The real value of a business is the amount for which it can be sold. Business owners interested in selling must ask themselves what would make their business more valuable in the eyes of a prospective buyer. At the same time, maximum value is dependent not just on what some buyer will pay, but on selecting the type of buyer that will pay the most.
Privately owned businesses are typically sold on the basis of a multiple of earnings. Earnings for this purpose are often expressed in a formula called EBITDA (earnings before interest, taxes, depreciation, and amortization). EBITDA is adjusted by adding or subtracting income and expenses that impact the owners of the business but not necessarily prospective buyers, e.g., excessive salaries and perks for the owners. The resulting adjusted number represents the ongoing earnings stream likely to be experienced by a new owner.
The multiple times adjusted EBITDA is the value of the business to the buyer. Inherent in the multiple is the risk level assumed by the buyer. Multiples typically range from 2 to 10 for private companies. The lower the multiple the higher the risk.
Where the company falls in that range depends not only on the risk level, but on the identity or characteristics of the most likely buyer. Generally, there are three types of buyers: strategic, financial, and related. A strategic buyer, typically one in the same or similar industry, may pay a price based on a higher multiple because it can realize certain synergies when combining the two companies. A financial buyer will usually pay based on a lower multiple, and related buyers, e.g., members of the management team, tend to pay based on still lower multiples.

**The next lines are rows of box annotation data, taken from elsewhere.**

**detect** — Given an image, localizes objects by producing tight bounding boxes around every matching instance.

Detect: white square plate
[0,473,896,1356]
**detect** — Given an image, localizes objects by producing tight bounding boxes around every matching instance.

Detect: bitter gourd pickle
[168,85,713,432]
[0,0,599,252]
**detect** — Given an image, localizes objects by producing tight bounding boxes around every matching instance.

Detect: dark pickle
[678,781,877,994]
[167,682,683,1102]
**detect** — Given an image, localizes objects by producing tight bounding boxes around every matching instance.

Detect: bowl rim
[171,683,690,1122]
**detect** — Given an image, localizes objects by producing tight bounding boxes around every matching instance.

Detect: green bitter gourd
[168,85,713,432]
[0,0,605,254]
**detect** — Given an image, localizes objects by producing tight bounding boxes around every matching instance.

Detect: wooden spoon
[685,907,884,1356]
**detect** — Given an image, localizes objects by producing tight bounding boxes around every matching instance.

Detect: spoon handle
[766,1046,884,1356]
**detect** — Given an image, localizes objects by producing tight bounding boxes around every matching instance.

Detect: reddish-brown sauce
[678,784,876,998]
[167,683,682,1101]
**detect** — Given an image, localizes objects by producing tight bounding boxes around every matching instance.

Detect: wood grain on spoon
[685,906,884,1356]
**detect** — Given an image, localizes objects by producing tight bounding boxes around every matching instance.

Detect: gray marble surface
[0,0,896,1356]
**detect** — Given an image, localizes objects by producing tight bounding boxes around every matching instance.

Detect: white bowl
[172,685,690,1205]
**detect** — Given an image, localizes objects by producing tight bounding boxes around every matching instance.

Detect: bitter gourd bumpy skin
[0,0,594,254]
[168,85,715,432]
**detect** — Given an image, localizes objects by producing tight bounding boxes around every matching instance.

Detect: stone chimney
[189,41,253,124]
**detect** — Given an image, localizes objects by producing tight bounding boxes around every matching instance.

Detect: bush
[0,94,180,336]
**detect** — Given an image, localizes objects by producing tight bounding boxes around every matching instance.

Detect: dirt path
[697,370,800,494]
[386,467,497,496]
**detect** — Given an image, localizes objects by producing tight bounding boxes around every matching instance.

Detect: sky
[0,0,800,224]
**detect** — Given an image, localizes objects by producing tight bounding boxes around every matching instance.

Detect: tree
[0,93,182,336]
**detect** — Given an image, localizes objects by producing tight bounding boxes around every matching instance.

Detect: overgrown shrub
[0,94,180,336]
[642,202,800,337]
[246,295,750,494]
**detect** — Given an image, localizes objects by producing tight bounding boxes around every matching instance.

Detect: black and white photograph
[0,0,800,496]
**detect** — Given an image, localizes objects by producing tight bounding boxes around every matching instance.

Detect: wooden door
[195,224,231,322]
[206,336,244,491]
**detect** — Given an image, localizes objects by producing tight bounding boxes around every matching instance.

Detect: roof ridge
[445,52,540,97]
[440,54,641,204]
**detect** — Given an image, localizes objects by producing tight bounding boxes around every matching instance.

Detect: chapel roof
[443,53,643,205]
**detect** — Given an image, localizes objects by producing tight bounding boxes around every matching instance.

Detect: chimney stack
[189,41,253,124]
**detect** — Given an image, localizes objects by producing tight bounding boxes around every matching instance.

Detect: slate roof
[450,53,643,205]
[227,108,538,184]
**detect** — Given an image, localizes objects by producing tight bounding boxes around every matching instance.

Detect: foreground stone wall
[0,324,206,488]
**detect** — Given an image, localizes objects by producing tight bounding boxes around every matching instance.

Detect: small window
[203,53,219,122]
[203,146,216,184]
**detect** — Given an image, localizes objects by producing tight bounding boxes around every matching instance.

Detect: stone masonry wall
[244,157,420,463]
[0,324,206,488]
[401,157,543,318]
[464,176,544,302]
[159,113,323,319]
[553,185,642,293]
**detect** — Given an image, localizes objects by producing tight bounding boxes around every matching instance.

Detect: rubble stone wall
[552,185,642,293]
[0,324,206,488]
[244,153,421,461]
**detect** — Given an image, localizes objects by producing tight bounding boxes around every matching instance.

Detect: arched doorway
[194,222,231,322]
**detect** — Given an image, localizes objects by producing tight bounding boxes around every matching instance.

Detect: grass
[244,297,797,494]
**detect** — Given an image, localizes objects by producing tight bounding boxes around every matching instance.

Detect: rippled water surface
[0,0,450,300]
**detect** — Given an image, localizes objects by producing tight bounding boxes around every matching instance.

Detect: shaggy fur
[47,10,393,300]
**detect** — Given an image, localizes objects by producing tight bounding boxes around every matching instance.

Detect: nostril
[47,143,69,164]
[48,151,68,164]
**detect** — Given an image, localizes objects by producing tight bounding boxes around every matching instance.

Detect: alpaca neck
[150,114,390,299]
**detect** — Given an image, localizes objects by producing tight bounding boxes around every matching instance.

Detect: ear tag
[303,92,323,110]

To increase the value of the company, owners will present their earnings as favorably as possible in terms of risk, emphasizing the company’s strengths. But the significance of those strengths depends on the characteristics and perceptions of the most likely buyers.
The first step in the process of increasing value is to identify the most likely buyers and ask what drives value for them and what reduces risk. If you can improve those things, you can be on the path toward maximum value.
What are the elements that affect value? A partial list includes:
- Growth rate
- Size
- Geographic diversity
- Quality of the management team
- Research and development capabilities
- Diversity of the customer base
- Strength of the employee group
- Quality of operational systems
- Vendor relationships
Focusing on a list this long may dilute your efforts to make substantial improvements. But if you know what is most important to prospective buyers you will probably be able to focus on a shorter list and have a bigger impact on value.
Finally, value is dependent on the state of the merger and acquisition market at the time of sale. Value can be increased if your personal situation allows you to sell when market conditions are favorable. Your personal situation may affect your timing. If you are emotionally ready to leave the business and pursue other goals at a time when market conditions are right, you may be able to realize maximum value.